The Company has the right, subject to events of default, to defer payments of interest on the Capital Securities for a period not to exceed 20 consecutive quarterly periods, provided that no extension period may extend beyond the maturity date of December 15, 2036. The Company has no current intention to exercise its right to defer payments of interest on the Capital Securities. The Capital Securities mature or are mandatorily redeemable upon maturity on December 15, 2036, or upon earlier optional redemption as provided in the indenture. The Company has had the right to redeem the Capital Securities in whole or in part since September 15, 2011.

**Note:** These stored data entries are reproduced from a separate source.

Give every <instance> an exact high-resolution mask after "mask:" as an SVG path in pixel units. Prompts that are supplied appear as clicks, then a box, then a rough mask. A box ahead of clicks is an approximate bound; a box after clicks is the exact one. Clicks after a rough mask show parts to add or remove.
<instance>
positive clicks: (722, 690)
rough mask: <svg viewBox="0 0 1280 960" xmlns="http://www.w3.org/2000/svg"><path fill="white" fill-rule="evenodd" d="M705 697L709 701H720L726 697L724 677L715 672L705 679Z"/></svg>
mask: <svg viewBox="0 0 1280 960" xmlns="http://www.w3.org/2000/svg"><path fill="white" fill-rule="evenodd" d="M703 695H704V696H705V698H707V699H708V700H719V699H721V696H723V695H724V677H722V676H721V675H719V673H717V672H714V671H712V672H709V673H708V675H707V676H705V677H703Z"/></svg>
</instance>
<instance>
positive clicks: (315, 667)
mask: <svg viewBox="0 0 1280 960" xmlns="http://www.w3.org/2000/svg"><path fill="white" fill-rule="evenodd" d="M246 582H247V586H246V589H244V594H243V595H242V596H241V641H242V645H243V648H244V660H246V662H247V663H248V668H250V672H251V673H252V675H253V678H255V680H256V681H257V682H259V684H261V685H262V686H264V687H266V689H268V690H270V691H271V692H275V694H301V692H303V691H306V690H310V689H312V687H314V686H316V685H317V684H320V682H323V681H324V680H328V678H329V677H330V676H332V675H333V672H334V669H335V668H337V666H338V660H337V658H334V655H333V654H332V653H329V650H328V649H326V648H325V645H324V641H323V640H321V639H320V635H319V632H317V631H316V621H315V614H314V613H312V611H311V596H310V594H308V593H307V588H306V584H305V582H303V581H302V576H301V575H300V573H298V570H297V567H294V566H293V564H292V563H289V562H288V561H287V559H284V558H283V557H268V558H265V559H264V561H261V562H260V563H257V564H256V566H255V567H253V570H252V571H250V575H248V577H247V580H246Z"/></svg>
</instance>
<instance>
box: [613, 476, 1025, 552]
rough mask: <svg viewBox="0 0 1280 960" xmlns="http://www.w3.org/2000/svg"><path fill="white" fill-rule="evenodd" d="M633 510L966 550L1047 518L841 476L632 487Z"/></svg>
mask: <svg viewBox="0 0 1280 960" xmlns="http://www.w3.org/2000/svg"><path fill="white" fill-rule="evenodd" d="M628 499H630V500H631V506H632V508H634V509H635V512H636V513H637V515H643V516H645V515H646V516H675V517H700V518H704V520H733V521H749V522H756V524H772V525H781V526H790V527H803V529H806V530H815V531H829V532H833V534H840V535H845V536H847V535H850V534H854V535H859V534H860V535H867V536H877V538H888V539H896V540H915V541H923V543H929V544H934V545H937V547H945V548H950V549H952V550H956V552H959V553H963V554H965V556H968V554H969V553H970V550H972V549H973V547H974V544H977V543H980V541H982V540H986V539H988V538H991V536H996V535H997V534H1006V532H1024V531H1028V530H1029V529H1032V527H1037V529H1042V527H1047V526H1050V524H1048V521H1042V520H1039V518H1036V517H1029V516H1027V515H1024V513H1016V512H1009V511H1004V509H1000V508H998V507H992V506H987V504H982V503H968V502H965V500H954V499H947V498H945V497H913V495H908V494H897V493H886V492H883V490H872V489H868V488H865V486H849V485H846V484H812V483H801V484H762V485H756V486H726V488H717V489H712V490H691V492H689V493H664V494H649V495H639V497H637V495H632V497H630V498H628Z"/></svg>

(14)    Subordinated Debentures

On November 22, 2019, the Company sold and issued to certain institutional investors $17.5 million in aggregate principal amount of 5.25% fixed-to-floating rate subordinated notes due 2029 (the “10-Year Notes”) and $12.5 million in aggregate principal amount of 5.25% fixed-to-floating rate subordinated notes due 2034 (the “15-Year Notes”, and together with the 10-Year Notes, the “Notes”). The 10-Year Notes have a stated maturity of November 22, 2029, and bear interest at a fixed rate of 5.25% per year, from and including November 22, 2019 but excluding November 22, 2024. From and including November 22, 2024 to but excluding the maturity date or early redemption date, the interest rate shall reset semi-annually to an interest rate equal to the then-current three-month LIBOR rate plus 369 basis points. The 15-Year Notes have a stated maturity of November 22, 2034, and bear interest at a fixed rate of 5.25% per year, from and including November 22, 2019 but excluding November 22, 2029. From and including November 22, 2029 to but excluding the maturity date or early redemption date, the interest rate for the 15-Year Notes shall reset semi-annually to an interest rate equal to the then-current three-month LIBOR rate plus 357 basis points. The Notes are payable semi-annually in arrears on June 1 and December 1 of each year commencing June 1, 2020.
 
The Notes are not subject to redemption at the option of the holder and may be redeemed by the Company only under certain limited circumstances prior to November 22, 2024, with respect to the 10-Year Notes, and November 22, 2029, with respect to the 15-Year Notes. The Company may redeem the 10-Year Notes and the 15-Year Notes at its option, in whole at any time, or in part from time to time, after November 22, 2024 and November 22, 2029, respectively. The Notes are unsecured, subordinated obligations of the Company and rank junior in right to payment to the Company’s current and future senior indebtedness, and each Note is equal in right to payment with respect to the other Notes.

The Notes have been structured to qualify as Tier 2 capital for the Company under applicable regulatory guidelines. The Company used the net proceeds from the sale of the Notes to fund the redemption of the convertible senior debentures and for general corporate purposes to support future growth.